Sunday, September 21, 2008

It has begun!!!

Today after coming home from a campout I went to this weekend I checked my email, and right there in my inbox was my first secondary application!!! Due to extreme craziness in my life over the past few weeks including temporarily living as a homeless person (Dan, you have officially received at least 1000 points in heaven for sheltering the homeless) and then moving into an absolute pig sty once the crazy lady and her cats finally moved out and starting a new job on top of all of it all...I just barely turned in my primary application Friday morning. (It was going to be in Thursday night, but I was so tired that I fell asleep face-down on my computer while doing the final edits on my last essay).

Anyway, I wasn't expecting to hear from schools until mid-week at the earliest, but to my surprise they have already started rolling in, and I'm hoping they'll keep coming, then be followed by interview offers, then (cross my fingers) acceptance letters. I've been so tied up and worried about everything that it is kind of exciting to be at this point now, and to really be doing it.

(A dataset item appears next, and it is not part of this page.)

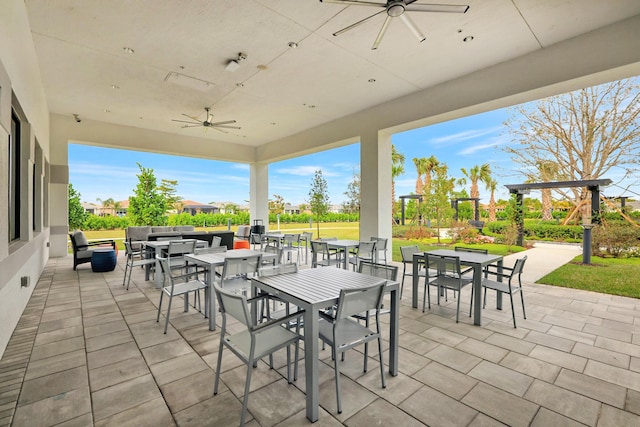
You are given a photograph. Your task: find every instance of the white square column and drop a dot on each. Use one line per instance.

If I'm going to be perfectly honest, I think one reason why I initially delayed turning my application in was because it finally hit me around the middle of the summer the full extent of what I was committing to. Other than making a huge time commitment for the actual schooling, getting this degree means committing myself to a lifestyle that is difficult and time-consuming with the potential to be completely heart-breaking at times and exhilerating at others. And that commitment is incredibly scary, no matter how certain I am that this is something I'm supposed to do with my life.

And what's even scarier is that I've realized that it is entirely my choice, and I'm the one who is going to be living with the consequences of that choice, good or bad. I could choose a life and career that is much easier, much more lucritive, and much more relaxing, but I would miss out on the opportunites that lie ahead of me to succor those in need of succor, and find answers for those whose lives are in my hands. Needless to say, these and other similar thoughts have given me cause to pause this summer and really think about what it means for me to do this, and what I want for my life, and most importantly, what Heavenly Father wants for me. As I'm pretty sure I've mentioned multiple times before, I don't know how everything is going to work out, and having faith can be really frightning, but I'm trying my hardest to walk toward this decision with faith that the Lord knows what He's doing with my life much better than I do. So, we'll see what the coming months bring, but regardless of what may happen I just hope I have enough courage to keep Him at the helm.

1 comment:

Staci said...

You are an amazing person. I can never figure out how you do it all. It seems like stuff is always happening to you, but you always remain positive and you always no how to have fun! I'm way excited for you!